|
|
|
Het Volkslied tijdens
de 80-jarige oorlog: Geuzenliedboek
|
De belangrijkste
bron voor het (politieke) volkslied uit de tachtigjarige oorlog
is het Geuzenliedboek, dat grote populariteit genoot. De 'geuzen'
die hier genoemd worden zijn niet in de eerste plaats de Geuzen
in engere zin, ruwe klanten die zee en woud afstroopten maar allen
die de calvinistische en vaderlandse zaak toegedaan waren.
De uitgevers van het Geuzenliedboek richtten
zich tot eenvoudige mensen met een bescheiden beurs. Zij voerden
de boekjes goedkoop uit: klein formaat, dicht bedrukte bladzijden,
spaarzaam verlucht met simpele houtsneden of in het geheel geen
illustraties, geen muziekdruk, alleen melodie (wijs) aanduidingen.
De liederen worden afgewisseld met enkele niet-gezongen gedichten,
meest refreinen. Aan de verzameling hebben vele dichters bijgedragen,
van wie de meeste anoniem zijn. De liederen worden soms door
de uitgevers 'aan elkaar gepraat' met korte inleidinkjes die
de politieke situatie aangeven op het moment dat een lied werd
geschreven.
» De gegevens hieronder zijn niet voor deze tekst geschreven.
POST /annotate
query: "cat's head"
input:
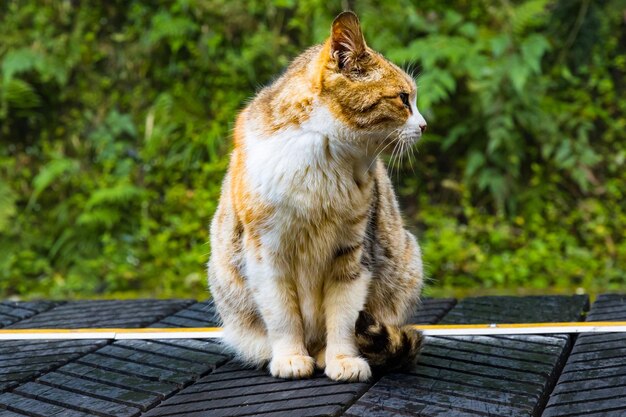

Het geheel is in principe chronologisch geordend,
zodat een soort geschiedenis-boekje in liedvorm ontstond.
|
Een nieu Geusen lieden boecxken, waerinne begrepen
is, den gantschen handel der Nederlantscher gheschiedenissen,
dees voorleden iaeren tot noch toe ghedragen, eensdeels onderwylen
in druck wtghegaen, eensdeels nu nieu by-gheuoecht. Nu nieulick
vermeerdert ende verbetert. 1581. 8º.
1714 E 20, titelpagina
|
De liederen werden
natuurlijk in de eerste plaats van mond tot mond verspreid, maar
al spoedig ook gedrukt op losse blaadjes, die door marskramers
werden uitgevent. Er moeten vrij snel verzamelbundeltjes van zijn
gedrukt, waarvan de oudste echter niet bewaard gebleven zijn.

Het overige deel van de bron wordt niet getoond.